Uber drives in California and Massachusetts were disputing the company’s labor practices, saying that Uber was treating them as independent contractors to save money when in fact the company exercised a level of control over their employment that should allow them to be classified as employees (which would put Uber on the hook for benefits and various things that companies are required to give to employees, but not contractors). The case was closely watched. Many felt that this was the big chance to strike a legal blow against the more exploitative business aspects of the “gig economy.” But no!

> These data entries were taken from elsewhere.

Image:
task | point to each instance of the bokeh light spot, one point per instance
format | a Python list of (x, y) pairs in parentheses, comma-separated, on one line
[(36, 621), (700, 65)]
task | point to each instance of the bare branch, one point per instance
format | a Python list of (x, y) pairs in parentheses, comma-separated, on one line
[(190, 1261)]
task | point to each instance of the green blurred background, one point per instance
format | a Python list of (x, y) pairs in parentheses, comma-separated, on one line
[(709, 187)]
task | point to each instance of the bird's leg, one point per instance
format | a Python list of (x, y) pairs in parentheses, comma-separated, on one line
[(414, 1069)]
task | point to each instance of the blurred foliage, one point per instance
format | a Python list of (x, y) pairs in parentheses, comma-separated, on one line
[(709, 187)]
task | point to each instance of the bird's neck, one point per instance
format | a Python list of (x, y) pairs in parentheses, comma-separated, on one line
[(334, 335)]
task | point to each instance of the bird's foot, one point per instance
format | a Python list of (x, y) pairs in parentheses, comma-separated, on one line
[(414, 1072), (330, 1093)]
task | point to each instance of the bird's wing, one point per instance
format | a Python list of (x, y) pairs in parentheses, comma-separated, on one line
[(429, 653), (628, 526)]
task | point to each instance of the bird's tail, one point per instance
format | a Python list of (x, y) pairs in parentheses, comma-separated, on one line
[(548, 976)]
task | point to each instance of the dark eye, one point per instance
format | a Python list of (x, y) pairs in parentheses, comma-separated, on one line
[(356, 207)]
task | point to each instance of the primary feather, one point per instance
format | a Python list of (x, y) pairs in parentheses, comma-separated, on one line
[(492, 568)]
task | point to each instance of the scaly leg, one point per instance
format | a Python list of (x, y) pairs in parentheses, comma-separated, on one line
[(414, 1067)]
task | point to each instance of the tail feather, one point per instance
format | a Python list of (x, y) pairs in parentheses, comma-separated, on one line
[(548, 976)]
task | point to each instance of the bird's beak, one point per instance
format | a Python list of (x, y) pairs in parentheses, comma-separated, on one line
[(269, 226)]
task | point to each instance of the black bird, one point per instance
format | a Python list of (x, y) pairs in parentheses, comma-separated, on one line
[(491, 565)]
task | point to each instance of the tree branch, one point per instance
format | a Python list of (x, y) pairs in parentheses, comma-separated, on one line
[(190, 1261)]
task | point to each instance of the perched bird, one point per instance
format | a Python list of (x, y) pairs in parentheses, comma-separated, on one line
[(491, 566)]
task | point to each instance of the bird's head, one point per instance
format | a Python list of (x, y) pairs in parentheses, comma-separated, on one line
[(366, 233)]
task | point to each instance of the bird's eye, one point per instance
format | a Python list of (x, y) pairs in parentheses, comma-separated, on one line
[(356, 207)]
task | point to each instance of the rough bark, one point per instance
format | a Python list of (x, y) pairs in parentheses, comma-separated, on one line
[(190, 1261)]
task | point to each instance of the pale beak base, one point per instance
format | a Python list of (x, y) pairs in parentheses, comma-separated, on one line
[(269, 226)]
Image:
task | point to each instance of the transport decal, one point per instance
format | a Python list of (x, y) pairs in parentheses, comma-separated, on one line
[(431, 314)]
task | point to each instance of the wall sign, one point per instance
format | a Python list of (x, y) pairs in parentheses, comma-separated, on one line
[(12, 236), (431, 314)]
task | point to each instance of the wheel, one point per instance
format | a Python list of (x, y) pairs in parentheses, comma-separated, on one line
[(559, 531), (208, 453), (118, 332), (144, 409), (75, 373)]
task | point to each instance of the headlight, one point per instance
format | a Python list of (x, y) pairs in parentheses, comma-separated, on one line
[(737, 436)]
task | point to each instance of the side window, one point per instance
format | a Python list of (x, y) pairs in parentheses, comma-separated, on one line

The cases have been settled. And here is what the 385,000 drivers covered by suit get: roughly $100 million, and agreements from the company to share more information with drivers and stop deactivating drivers so quickly for refusing rides, and to support the creation of “drivers associations” in California and Massachusetts.
Drivers associations, of course, are not unions.
Even a hundred million bucks is not much split 385,000 ways. (The Wall Street Journal notes that while “some drivers could receive upward of $8,000,” most will get only a “nominal” amount.) So the average driver is walking from this with a marginally more open workplace, and not much else.
Uber, on the other hand, is walking away with this: an existential threat to its business model laid to rest, and a valuation of many tens of billions of dollars kept safely out of the hands of its drivers.
I am not a lawyer. Maybe the lawyers thought they would lose the case in court? Otherwise it is hard to understand why they would have agreed to this deal. This will not be the end of challenges to Uber’s business model. But you can be sure that every time a new challenge arises, the company will be waving this settlement around as proof that nothing should change.